The business model of the Japanese IT industry has also reached a major turning point. In the past, contract development of customer systems accounted for a large share of the IT industry in Japan. Those in charge and the developers were separate, and the first priority for developers was to adhere to specifications and to keep quality, cost, and delivery time. More often than not, creativity was not fostered. However, in the past few years, the requirements of client companies have changed. This is a shift from individual development to the utilization of services provided. The creativity and originality of service providers is in high demand. Then, what are we envisaging in an IT personnel that has creativity, originality and innovation? What kind of abilities are sought after?

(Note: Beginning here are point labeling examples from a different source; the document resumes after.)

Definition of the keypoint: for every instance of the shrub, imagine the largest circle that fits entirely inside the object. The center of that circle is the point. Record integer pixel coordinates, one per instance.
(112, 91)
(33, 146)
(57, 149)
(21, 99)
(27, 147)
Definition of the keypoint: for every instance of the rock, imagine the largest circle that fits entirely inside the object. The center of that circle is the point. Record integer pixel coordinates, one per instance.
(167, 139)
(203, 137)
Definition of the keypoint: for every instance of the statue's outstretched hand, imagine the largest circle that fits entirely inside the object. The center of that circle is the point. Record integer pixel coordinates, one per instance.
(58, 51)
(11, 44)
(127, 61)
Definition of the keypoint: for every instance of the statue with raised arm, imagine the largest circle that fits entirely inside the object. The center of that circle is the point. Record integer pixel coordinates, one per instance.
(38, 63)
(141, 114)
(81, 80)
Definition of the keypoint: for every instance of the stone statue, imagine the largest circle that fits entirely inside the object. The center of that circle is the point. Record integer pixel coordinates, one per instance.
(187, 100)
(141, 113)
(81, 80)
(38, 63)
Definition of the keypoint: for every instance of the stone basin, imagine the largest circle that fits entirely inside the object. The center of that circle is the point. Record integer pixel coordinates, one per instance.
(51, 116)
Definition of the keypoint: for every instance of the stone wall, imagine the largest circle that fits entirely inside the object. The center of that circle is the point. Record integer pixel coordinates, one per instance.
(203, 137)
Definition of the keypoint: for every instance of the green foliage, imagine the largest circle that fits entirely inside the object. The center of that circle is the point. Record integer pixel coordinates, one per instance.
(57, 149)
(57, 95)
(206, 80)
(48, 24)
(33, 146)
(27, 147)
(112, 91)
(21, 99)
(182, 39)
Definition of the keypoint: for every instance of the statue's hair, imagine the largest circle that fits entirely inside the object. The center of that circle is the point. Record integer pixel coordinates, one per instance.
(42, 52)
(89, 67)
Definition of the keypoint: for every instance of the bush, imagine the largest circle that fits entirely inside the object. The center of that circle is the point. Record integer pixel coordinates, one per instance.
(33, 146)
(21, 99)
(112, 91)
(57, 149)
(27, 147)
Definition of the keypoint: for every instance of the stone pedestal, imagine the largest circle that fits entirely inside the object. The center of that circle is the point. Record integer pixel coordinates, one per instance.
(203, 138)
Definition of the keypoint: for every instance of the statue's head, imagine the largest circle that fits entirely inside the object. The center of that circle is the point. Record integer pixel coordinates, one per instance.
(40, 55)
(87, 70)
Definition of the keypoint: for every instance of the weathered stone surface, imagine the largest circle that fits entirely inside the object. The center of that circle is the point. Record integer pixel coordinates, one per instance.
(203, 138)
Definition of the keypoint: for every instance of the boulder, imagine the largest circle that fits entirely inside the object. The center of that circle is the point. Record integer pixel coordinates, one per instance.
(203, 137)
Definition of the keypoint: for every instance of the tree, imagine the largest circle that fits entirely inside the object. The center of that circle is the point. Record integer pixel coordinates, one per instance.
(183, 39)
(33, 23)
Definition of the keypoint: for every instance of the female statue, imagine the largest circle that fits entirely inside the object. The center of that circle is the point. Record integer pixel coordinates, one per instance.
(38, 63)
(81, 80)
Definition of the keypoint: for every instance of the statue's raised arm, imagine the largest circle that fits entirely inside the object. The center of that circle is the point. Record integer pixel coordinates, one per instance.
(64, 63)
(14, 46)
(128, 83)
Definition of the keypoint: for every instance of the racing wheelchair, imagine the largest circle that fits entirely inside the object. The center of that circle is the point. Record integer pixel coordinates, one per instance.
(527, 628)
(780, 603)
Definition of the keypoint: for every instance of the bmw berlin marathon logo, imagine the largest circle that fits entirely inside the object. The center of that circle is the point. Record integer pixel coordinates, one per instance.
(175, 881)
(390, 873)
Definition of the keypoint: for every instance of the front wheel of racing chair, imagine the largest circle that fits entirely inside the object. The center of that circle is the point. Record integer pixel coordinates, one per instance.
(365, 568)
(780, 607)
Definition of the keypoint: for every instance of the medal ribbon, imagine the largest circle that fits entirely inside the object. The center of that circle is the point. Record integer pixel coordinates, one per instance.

Traditionally, industry and technology have developed within the framework of particular countries and companies. IT transcends national and regional borders and the boundaries of particular companies. New technologies and industries are emerging within new communities that transcend borders. In order to work in such a borderless environment and within a community that produces technology and industry, a sense of individuality (personal identity) will be a requirement. It's important to be able to know and say what you are good at. People should be able to talk about their beliefs, values, sensibilities, skills, and added value over and above their particular job-type or organization.

It is important to have a specialty or expertise that is one's own. That specialty can be many things: it could be IT-related skills that database, network, and security related, or in an art field such as music, painting, or literature, or maybe in a business field such as marketing, production management, accounting, or personnel. It is important that each individual has a specialty of his/her own that is required within a community made up of diverse individuals.

In addition, it is important to have a humble attitude that is able to understand and accept other people's different ideas, an ability to convey one's own thoughts, and the ability to transmit information in order to create new things with others.

I have been involved in the planning and promotion of new products and services in industry. Innovation is never only created by one genius. In Japan, since ancient times, there is a saying, "Three heads equal the wisdom of Manjusri" (in other words, two heads are better than one). Big ideas are born from different people sharing their wisdom with eachother. IT personnel that constantly aim for self-improvement and contribute a community made up of diverse individuals with their unique skillsets are needed.